Señorita : la prostituée
Ne pouvant pas répondre à ses besoins, Señorita a recours à la prostitution.
« Jenn tifi a gen 18 tan, li pa prese gen anpil tan
Li bay tout nèg bon jan depi w gen lajan… »
Le rapport de Señorita avec ses clients sexuels est entaché de complexité. Son corps, devenu marchandise dans une formation sociale à prédominance capitaliste et patriarcale, est très sollicité car les clients mettent en exergue sa part d’identité dominicaine. Celle-ci correspond aux codes esthétiques dominants.
« « Tinèg menm ki santi yo fyè anwo tifi bèl koulè
Y ap mouri pou jan li souri
Yo renmen lè li rele yo papi…”
Dans ce rapport, Señorita revêt la figure de l’étrangère, celle qui n’est pas d’ici quoique son père soit haïtien. Son corps devient un terrain d’affrontement idéologique. Le « tinèg » auquel fait référence Brutus, a des ressemblances avec différents personnages diagnostiqués par Frantz Fanon dans son livre « Peau noire, masques blancs ». Pris dans un complexe d’infériorité, « Tinèg » utilise le corps de Señorita pour calfeutrer les séquelles laissées par la colonisation européenne de 1492. Lui et ses confrères se mettent en file indienne devant la porte de la jeune adolescente pour s’offrir une partie de jambes en l’air.
« Li pa janm fè tan anba dra, yon lòt deja deyè pòt la
Ou mèt mete li sou tab la
Ou ka toujou rele l pita »
L’origine sociale de Señorita l’expose non seulement à l’asservissement économique du capitalisme transnational, aux contradictions historiques des relations haitiano-dominicaines post-1937 mais aussi à sa condition féminine.

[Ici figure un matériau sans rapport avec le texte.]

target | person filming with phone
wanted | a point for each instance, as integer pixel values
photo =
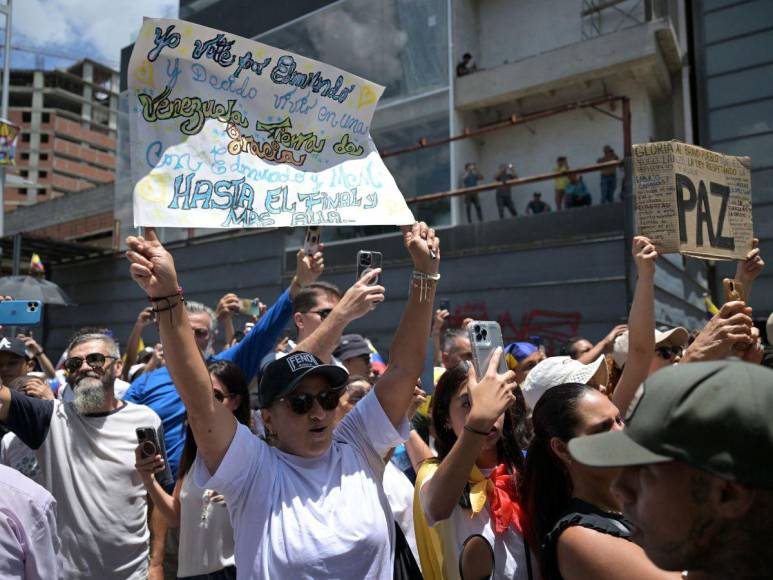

D’où une certaine consubstantialité des différentes formes d’oppression auxquelles fait face l’adolescente de dix-huit ans.
Le groupe Zenglen, par la qualité de ses créations, reste une référence parmi les formations musicales classées dans la catégorie de « nouvelle génération ». Il est vrai que son histoire instable a des impacts sur sa productivité, cependant Brutus (membre fondateur, maestro, compositeur, guitariste par excellence), continue à tenir bien haut le flambeau de la formation « 5 étoiles ».